Children specially at risk
"Meningitis outbreaks have devastated communities in the poorest countries of Africa for many years. Children, in particular, are at risk. Now, with the new vaccine that is promising to be effective longer, there is a good chance that we can finally get a grip on the disease and protect all children and parents from this life-threatening disease," said Esther Guluma, Regional Director, UNICEF Regional Office for West and Central Africa.
"This is a major development in the prevention and control of cerebro-spinal meningitis in the Sahel countries that will reduce the risk of epidemics currently killing thousands of people in the meningitis belt," said Dr Luis Gomes Sambo, Director of the WHO Regional Office for Africa.
The new vaccine is expected to be introduced starting 2009-10 in Burkina Faso and will be phased into an additional 24 countries between 2010 and 2015, with GAVI support. GAVI funding will also go towards ensuring sufficient stocks of the current vaccines are available for epidemic response during the introduction of MenAfriVac.
Strain behind deadly outbreaks
The candidate conjugate meningococcal A vaccine protects against infection by group A Neisseria meningitidis (meningococcus), the strain mainly responsible for deadly outbreaks in 25 "meningitis belt" countries. Some 430 million people, living in the area stretching east to west across the continent from Senegal to Ethiopia are at risk of this bacterial disease.

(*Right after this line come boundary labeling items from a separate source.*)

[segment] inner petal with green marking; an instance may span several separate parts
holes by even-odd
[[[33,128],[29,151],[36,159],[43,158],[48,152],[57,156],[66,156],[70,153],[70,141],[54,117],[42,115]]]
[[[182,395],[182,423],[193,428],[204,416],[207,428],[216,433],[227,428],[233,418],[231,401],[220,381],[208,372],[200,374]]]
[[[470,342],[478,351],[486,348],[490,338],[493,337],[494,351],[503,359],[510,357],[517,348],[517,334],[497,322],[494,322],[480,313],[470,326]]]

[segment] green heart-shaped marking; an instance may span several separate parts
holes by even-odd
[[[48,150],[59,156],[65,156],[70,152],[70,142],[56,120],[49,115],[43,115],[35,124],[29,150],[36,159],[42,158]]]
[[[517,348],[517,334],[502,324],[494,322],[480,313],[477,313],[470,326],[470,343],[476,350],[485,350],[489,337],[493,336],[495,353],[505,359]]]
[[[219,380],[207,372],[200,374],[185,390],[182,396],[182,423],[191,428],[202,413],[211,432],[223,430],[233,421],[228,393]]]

Even with antibiotic treatment, at least 10% of patients die and up to 20% have serious permanent health problems as a result of the disease.
A phase I clinical trial in adults aged 18 to 35 years was successfully completed in India. Phase II clinical trials of the candidate vaccine have been completed in The Gambia and Mali and showed almost 20 times higher antibody levels in one to two year olds, compared to the existing polysaccharide vaccine. (Follow-up of this trial is ongoing.) Phase II/III clinical trials have been successfully completed in two to 29 year olds in The Gambia, Mali and Senegal.
The vaccine is safe in testing and is manufactured by an Indian company.
The vaccine is expected to be licensed in India in the course of early 2009, and to be submitted for WHO evaluation shortly thereafter. African countries may also register the vaccine during 2009 to allow early introduction.
An additional large phase III trial will be conducted in India and Mali in early 2009. A phase II study in infants began in Ghana in late August with results expected in 2010. The results of these trials may allow to extend indications for use to infants.